Thread Context Propagation (ContextThread, ContextExecutor)

By default, threading.Thread does not inherit ContextVar state. Use opt-in wrappers to propagate the active version context to background threads:

from envknit.isolation import ContextThread, ContextExecutor

with envknit.use("requests", "2.28.2"):
    # ContextThread snapshots context at __init__ time
    t = ContextThread(target=worker_fn)
    t.start()

    # ContextExecutor snapshots context at submit() time
    with ContextExecutor(max_workers=4) as pool:
        future = pool.submit(worker_fn)

📦 Installation

EnvKnit consists of two components: the Rust CLI (for management) and the Python library (for runtime hooks). You need both.

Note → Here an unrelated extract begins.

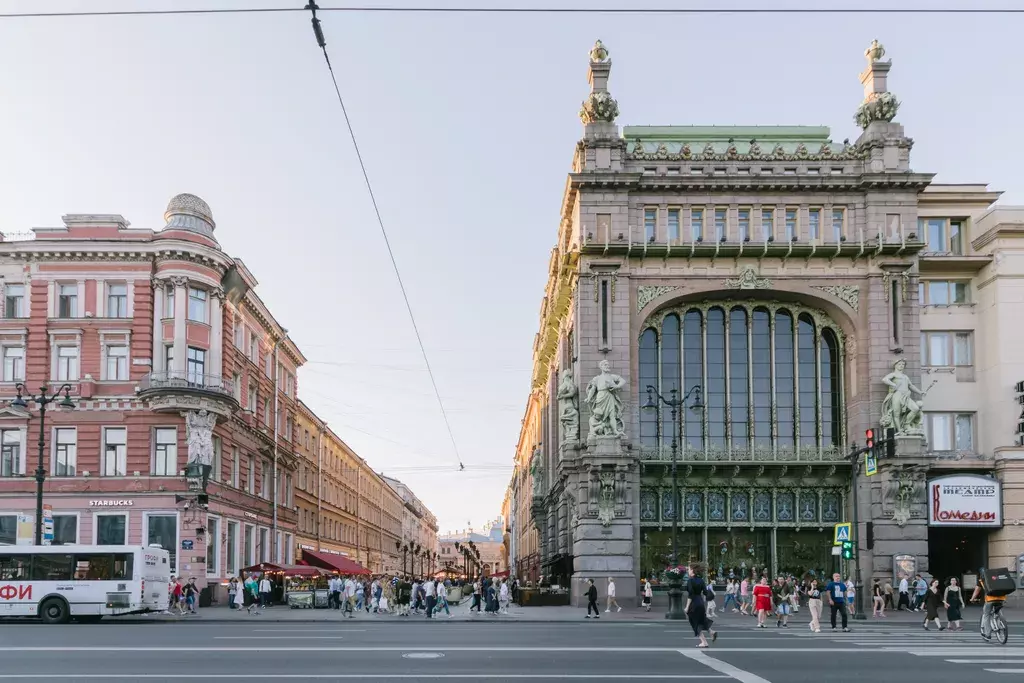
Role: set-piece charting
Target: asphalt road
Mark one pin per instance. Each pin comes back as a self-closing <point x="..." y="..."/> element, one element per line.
<point x="495" y="651"/>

Step 1: Install the CLI Binary

Required for envknit init, lock, install, and run.

# Linux
curl -L https://github.com/wgsim/EnvKnit/releases/latest/download/envknit-linux-amd64 -o envknit
chmod +x envknit && sudo mv envknit /usr/local/bin/

# macOS (Apple Silicon)
curl -L https://github.com/wgsim/EnvKnit/releases/latest/download/envknit-macos-arm64 -o envknit
chmod +x envknit && sudo mv envknit /usr/local/bin/

(For Windows and other platforms, see the Releases page.)

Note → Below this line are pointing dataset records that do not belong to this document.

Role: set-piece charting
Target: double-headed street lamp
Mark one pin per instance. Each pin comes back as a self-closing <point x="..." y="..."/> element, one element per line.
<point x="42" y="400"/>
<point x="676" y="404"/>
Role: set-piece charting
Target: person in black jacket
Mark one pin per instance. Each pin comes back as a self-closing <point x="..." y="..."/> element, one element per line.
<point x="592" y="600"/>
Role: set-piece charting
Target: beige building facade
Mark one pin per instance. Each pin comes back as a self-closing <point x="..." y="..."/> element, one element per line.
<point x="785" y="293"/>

Step 2: Install the Python Library

Required for the envknit.use() and envknit.worker() APIs.

pip install envknit  # Requires Python 3.10+

📚 Documentation

Dive deeper into how EnvKnit works and how to integrate it into your workflow.

Guides

Document Description
🚀 Getting Started Installation, first run, and a 20-minute tutorial.
🔄 Migration Guide How to move from requirements.txt, Poetry, or venv to EnvKnit.
🧠 Architecture & Concepts How the global store, PYTHONPATH, and import hook work.
💻 CLI Scripts How to run pytest, black, mypy, etc., with envknit run.
🐍 Python Version Using python_version with mise/pyenv.
🟢 Node Version Using node_version with fnm/nvm/mise.
🔌 Python API Deep dive into use(), worker(), and configure_from_lock().
🛡️ Gen 2 Hard Isolation Using Python 3.12+ Sub-interpreters for strict global state isolation.
🌍 Environments Managing multiple environments (default, ml, dev).
⚙️ CI Integration Setting up EnvKnit in GitHub Actions.
🛠️ Troubleshooting & FAQ Solutions for common errors, C-extensions, and CLI path issues.

Reference

Document Description
⌨️ CLI Reference Complete CLI command reference.
📝 Config Schema envknit.yaml and global config fields.
🔒 Lock Schema envknit.lock.yaml structure.

🤝 Contributing

We welcome contributions! EnvKnit is built with Rust and Python.

git clone https://github.com/wgsim/EnvKnit.git
cd EnvKnit

# Test the Rust CLI
cargo test

# Test the Python runtime library
pip install -e ".[dev]" 
python -m pytest

📄 License

EnvKnit is distributed under the MIT License.